Some history is in order. Lord Foul’s Bane is one of the most important books in the history of the genre. It came out in the epochal year of 1977 – in October, I think. Advanced Dungeons and Dragons had been released in stages through the year, with the Monster Manual released sometime that autumn so far as I can make out. Tolkien fans would have been at fever-pitch with the long-awaited release of The Silmarillion in September. In January that year, Terry Brooks had released his own shameless rip-off loving homage to Tolkien. Up until then, fantasy was mostly the soft fringes of science fiction, itself already a niche genre. Pern and Earthsea were established, but otherwise it was a matter of writers like Vance, Moorcock and Leiber, who did not exactly write for the masses. Anne Rice and Stephen King were just getting started, but keeping themselves carefully distant from the ‘fantasy’ label, despite their content. Rice, King, Brooks and Donaldson were all early representatives of the Boomer generation, a generation that had grown up with Tolkien and Lewis, and that in 1977 were just beginning to put their stamp on the genre they had inherited.

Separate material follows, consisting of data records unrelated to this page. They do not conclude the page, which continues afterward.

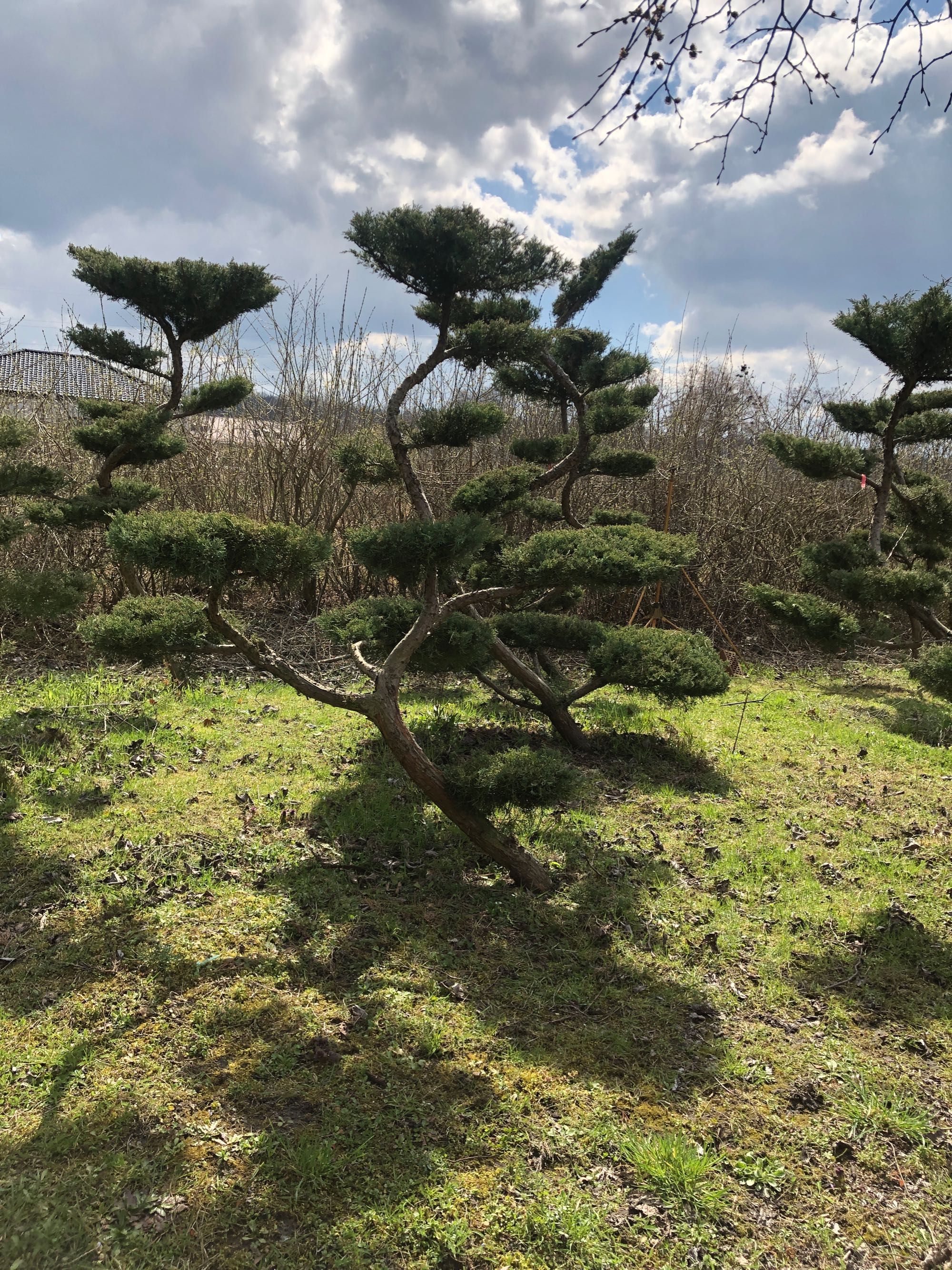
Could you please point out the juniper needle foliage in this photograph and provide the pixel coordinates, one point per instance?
(178, 303)
(476, 591)
(897, 572)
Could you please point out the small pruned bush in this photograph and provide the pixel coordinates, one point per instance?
(535, 629)
(824, 623)
(460, 643)
(459, 425)
(365, 460)
(543, 450)
(933, 671)
(42, 596)
(215, 547)
(605, 555)
(408, 550)
(674, 666)
(149, 629)
(520, 778)
(494, 493)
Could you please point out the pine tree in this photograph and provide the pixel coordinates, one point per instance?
(899, 567)
(479, 583)
(185, 301)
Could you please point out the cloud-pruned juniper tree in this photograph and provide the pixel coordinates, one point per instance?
(467, 578)
(899, 567)
(183, 301)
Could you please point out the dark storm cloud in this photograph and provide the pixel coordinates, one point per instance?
(254, 129)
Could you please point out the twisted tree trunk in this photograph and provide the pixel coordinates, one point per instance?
(385, 714)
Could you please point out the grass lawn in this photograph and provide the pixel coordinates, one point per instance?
(262, 1010)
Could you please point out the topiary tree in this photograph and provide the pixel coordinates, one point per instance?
(185, 301)
(478, 583)
(899, 566)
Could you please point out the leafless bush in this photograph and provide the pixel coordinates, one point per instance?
(318, 384)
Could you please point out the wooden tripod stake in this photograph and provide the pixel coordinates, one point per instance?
(658, 616)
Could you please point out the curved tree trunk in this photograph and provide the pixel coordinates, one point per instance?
(549, 701)
(427, 776)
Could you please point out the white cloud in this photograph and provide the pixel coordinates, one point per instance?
(843, 157)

What happened next is obvious. Brooks’ The Sword of Shannara became the first fantasy novel to make the NYT’s bestseller list. The Silmarillion reached #1 at the beginning of October and stayed there until the middle of March 1978. AD&D was a cult success, and went on to raise up a generation of new fantasy fans. Even The Book of Merlyn made it to the list, the long-belated fifth novel of T.H. White’s old Once and Future King tetralogy. And Donaldson went on to sell 10 million copies of his first two fantasy trilogies. Fantasy went from being a strange half-genre of isolated works to a full functioning world of its own – and a profitable world too.